When Smith asked the group to name their dream guest stars, Brooks noted that the show has never featured a U.S. president. “I’d love to have this president,” he added, “if he’d read the script as written!” As the panel laughed, Shearer pointed out that President Donald Trump is “not a good reader.” Groening said that Robert De Niro was his dream guest star, while Shearer named Canadian Prime Minister Justin Trudeau and Selman said that he’d love to write a part for either John Cleese or Michael Palin.

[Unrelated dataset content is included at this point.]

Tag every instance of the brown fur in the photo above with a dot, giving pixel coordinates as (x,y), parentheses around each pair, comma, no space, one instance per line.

Shearer, who is the voice of numerous characters, including Mr. Burns, Waylon Smithers, Ned Flanders and Reverend Lovejoy, was asked which of his characters he’d most like to see given a spinoff. “I guess the one I think would benefit from a spinoff at this point would be Reverend Lovejoy,” he said. “There’s never been, as far as I know, an American TV show about a clergyman.” He added that when the show began, some critics denounced it “because Bart [Simpson] was a bad role model, as if any comedy show’s characters are good role models. But by Season 15, I was being interviewed by The Christian Century magazine, because this was the only show that had not one but two avowedly religious characters in Flanders and Lovejoy.”
Though Smith was technically moderating, the flow of the conversation naturally shifted to allow her to share her experiences of playing Lisa for 30 years. The panel took an emotional turn when Groening asked Smith about what the character has meant to her. “You broke the moderator!” a tearful Smith joked, before answering: “She is truly one of my favorite characters of all time, and I would say that even if I didn’t play her. She’s one of the most fleshed out, multifaceted, brilliant, funny female characters in any medium.” Jean noted that Lisa, often the most introspective and emotional of the show’s regular characters, functions as a mouthpiece for the writers.
Asked whether their process for coming up with episode concepts has changed over the years, Jean acknowledged that the political climate has an impact. “People might have noticed that America is getting kind of crummy these days,” he said, adding that “you just have to go back to the basics of what makes you really angry, what makes you laugh, what makes you sad. Usually if you start with what’s happening in the real world, you can turn that into a good episode.” He recalled a time when the team wrote a joke about the Soviet Union, “but by the time the episode came back, the Soviet Union had broken up. But now it’s coming back together, so you never know!”